Nebenbei kriegen die Kinder auch ein bisschen Sprachunterricht, sagt der Initiator, David Maeir-Epstein: "Wir benutzen Fußball, um Werte zu vermitteln, um zu zeigen, dass Israelis und Palästinenser auf derselben Seite stehen können, dass Du nicht denkst, wenn Du Arabisch hörst, es heißt: „Töte die Juden“, oder wenn Du Hebräisch hörst, dass es ein Soldat oder die Armee ist."
Das Projekt habe sich bis zur Palästinensischen Autonomoiebehörde im Westjordanland herumgesprochen, sagt David Maeir-Epstein – und sei dort nicht gut angekommen.
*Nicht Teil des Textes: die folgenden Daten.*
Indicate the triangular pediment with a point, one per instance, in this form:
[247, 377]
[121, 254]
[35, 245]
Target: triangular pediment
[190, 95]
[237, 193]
Ein Grafitti in Tel Aviv mit dem Satz "Bring them home" erinnert an die israelischen Geiseln der Hamas.
Ein Grafitti am Bloomfield-Stadium in Tel Aviv erinnert an die israelischen Geiseln der Hamas. (Marion Sendker)
Auch Dima Said vom Palästinensischen Fußballverband ist skeptisch: "Wir müssen zuerst die Wurzeln des Konflikts angehen. Solche Projekte können oberflächlich nach Hoffnung aussehen, aber auch dazu beitragen, dass die ungerechte Situation normalisiert wird."
David Maeir-Epstein von "Gute Nachbarn" stört sich nicht an der Kritik. Es gehe ja nicht darum, den Nahost-Konflikt zu lösen, sondern vor Ort miteinander auszukommen. Und um das zu schaffen, sei der Fußball das beste Mittel.